Upon receiving the Secretary of Defense's 2010 memo directing that
civilian manpower costs stay within fiscal year 2010 levels, the
Air Force began a comprehensive strategic review of the entire Air
Force civilian workforce to determine whether or not civilian
authorizations were in the right places to meet mission
The strategic review revealed several imbalances. Some high
priority areas needed to grow, while some management and overhead
functions needed streamlining. These imbalances led to a variety of
initiatives focused on realigning scarce manpower resources with
the most critical missions.
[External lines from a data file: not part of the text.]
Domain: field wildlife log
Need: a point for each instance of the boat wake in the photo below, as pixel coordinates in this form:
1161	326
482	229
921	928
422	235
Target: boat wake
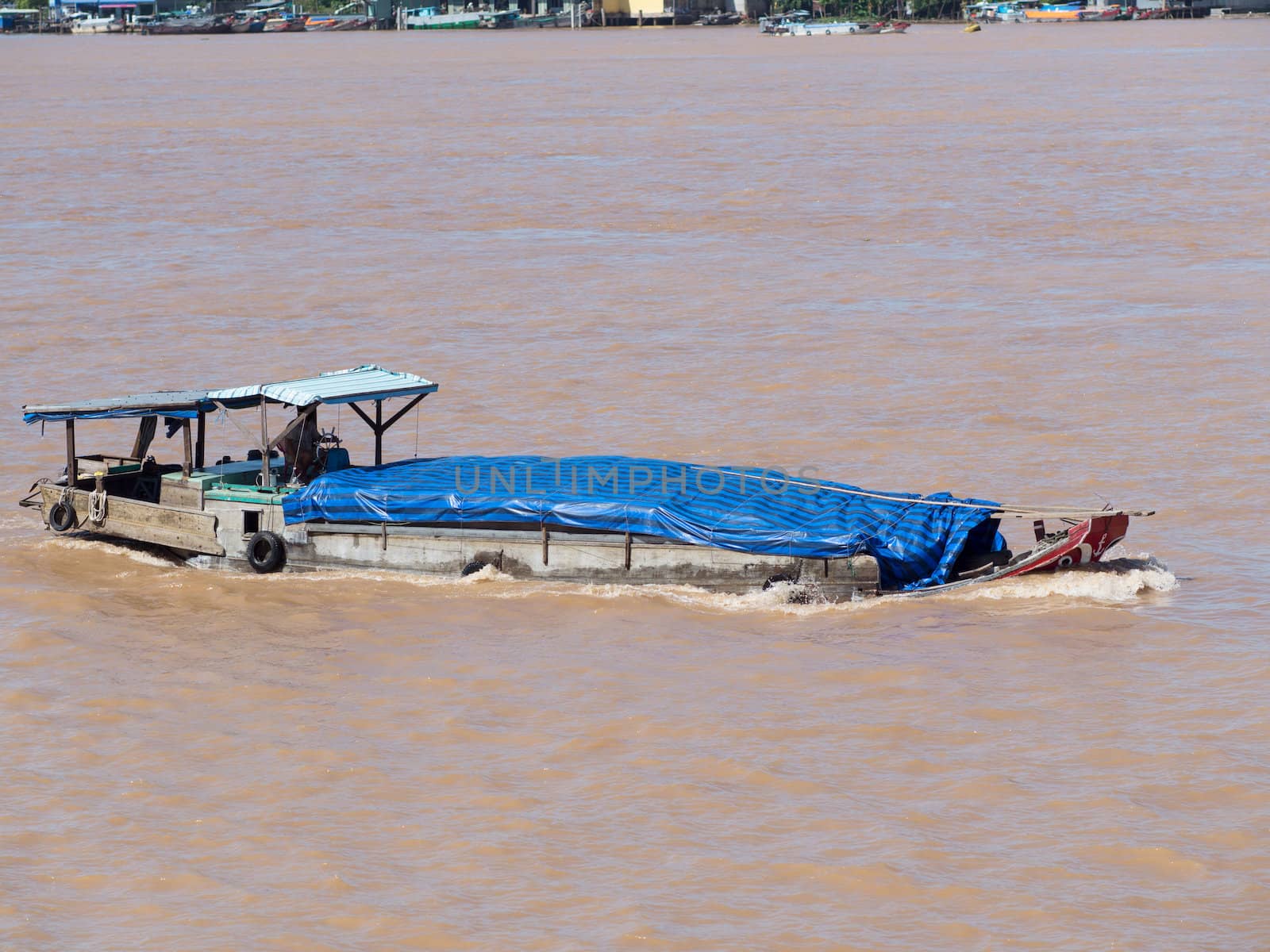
1117	581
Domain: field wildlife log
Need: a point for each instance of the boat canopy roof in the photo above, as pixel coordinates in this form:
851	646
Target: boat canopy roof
366	382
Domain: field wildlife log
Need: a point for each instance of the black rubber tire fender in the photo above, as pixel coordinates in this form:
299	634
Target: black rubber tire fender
61	517
266	552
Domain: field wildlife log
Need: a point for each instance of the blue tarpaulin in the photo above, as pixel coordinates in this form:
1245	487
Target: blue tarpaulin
916	539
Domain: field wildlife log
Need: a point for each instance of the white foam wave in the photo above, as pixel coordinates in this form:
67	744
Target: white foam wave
1117	581
137	554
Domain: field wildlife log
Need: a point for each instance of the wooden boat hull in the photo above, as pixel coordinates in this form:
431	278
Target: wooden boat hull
220	533
217	532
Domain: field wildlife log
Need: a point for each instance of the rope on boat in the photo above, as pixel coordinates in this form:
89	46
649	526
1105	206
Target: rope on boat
97	507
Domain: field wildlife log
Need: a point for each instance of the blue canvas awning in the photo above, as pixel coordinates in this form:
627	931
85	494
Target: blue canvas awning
916	539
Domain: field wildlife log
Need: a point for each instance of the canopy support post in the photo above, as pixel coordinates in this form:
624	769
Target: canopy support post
71	476
145	437
266	478
201	442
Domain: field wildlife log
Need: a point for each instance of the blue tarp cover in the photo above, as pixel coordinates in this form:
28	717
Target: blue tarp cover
914	539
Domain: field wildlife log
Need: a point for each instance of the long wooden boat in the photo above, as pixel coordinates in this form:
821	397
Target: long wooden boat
295	501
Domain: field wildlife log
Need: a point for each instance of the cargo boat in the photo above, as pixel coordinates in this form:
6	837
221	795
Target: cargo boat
295	501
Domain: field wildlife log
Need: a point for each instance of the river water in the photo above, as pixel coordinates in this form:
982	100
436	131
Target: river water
1026	264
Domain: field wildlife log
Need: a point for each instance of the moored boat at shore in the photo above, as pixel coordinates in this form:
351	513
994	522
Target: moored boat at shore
296	501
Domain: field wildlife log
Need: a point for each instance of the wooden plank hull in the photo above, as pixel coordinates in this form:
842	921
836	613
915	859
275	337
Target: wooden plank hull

In particular, the Air Force will grow
by approximately 5900 positions in acquisition, the nuclear
enterprise, and intelligence, surveillance and reconnaissance and
other key areas while reducing approximately 9000 positions in
management, staff, and support areas.
Materiel Command Map
One of the key restructures announced as a result of management
overhead streamlining is to Air Force Materiel Command. "The
restructure of Air Force Materiel Command - our largest employer of
civilians - will focus on standardizing processes, streamlining
decision-making and aligning missions to allow the command to
operate more effectively and efficiently," Schwartz said.
According to Schwartz, the AFMC restructure will allow AFMC to
eliminate approximately 1,000 overhead positions. The command will
preserve workforce and mission capabilities by consolidating
management functions around AFMC's core missions. After this
restructure, AFMC will move away from its traditional,
management-staff model consisting of a center and headquarters
staff on each AFMC base and create a "lead" center for each of its
five mission areas.
The Life Cycle Management Center will be headquartered at Wright
Patterson AFB, OH, the Sustainment Center will be located at Tinker
AFB, OK, and the Air Force Test Center will be based at Edwards
AFB, CA. The Air Force Research Laboratory will remain at Wright
Patterson AFB, OH and the Air Force Nuclear Weapons Center will
remain at Kirtland AFB, NM.
The AFMC restructure will be implemented by Oct. 1, 2012.
AFMC will not be the only major command affected. Air
Force-wide, local leaders will be sharing the results of the
civilian manpower adjustments with their workforces over the next
several days. "Civilian manpower adjustments will occur at all
levels of the Air Force," said Brig. Gen. Gina Grosso, Manpower,
Organization, and Resources director. "We are focused on shaping
the force within our fiscal constraints and are committed to
maintaining our long history of excellence as we build the Air
Force of the future. At this time, we are not sure whether a
reduction in force will be necessary," she said.